A névoa da madrugada ainda cobria a planície ao redor da Floresta da Estrela Dou, quando Shin Ryouma abriu os olhos, sentindo o Sistema pulsar silenciosamente dentro de si. O ar estava carregado com uma tensão sutil, como se o mundo ao seu redor estivesse prestes a mudar. A última interação com Tang San havia deixado uma marca — tanto em sua mente quanto no fluxo invisível de seu caminho.
Ele se levantou devagar, cada músculo relaxado, mas atento. O treinamento noturno havia sido intenso — seu espírito marcial secundário, a Lança dos Mil Julgamentos, começava a mostrar traços de um novo estado evolutivo. Mais firme, mais afiado, mais... receptivo. Como se a própria arma estivesse respondendo não só ao seu esforço físico, mas ao conflito interno que começava a borbulhar. O Sistema o havia alertado:
[Conflito emocional detectado. Vínculo espiritual com a Lança: intensificado.][Interferência do Destino: Nível 3.][Rota de colisão com Tang San: inevitável.]

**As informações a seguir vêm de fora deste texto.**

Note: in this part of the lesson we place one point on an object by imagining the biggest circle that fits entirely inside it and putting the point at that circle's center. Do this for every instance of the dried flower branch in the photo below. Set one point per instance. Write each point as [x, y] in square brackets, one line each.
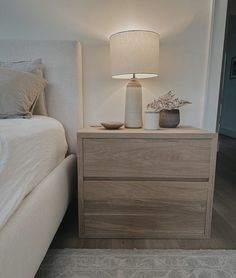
[167, 101]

Essas mensagens tinham vindo no meio de um de seus combates de simulação. Ele sabia o que isso significava. Cada vez que crescia, que forçava seus limites, o fio invisível entre ele e Tang San se esticava ainda mais. Não era apenas rivalidade. Era algo predestinado. Algo que o Sistema, ou talvez o próprio mundo de Douluo, havia desenhado desde o início.
— Tang San… — murmurou, fitando o céu que clareava lentamente. — Está cada vez mais perto.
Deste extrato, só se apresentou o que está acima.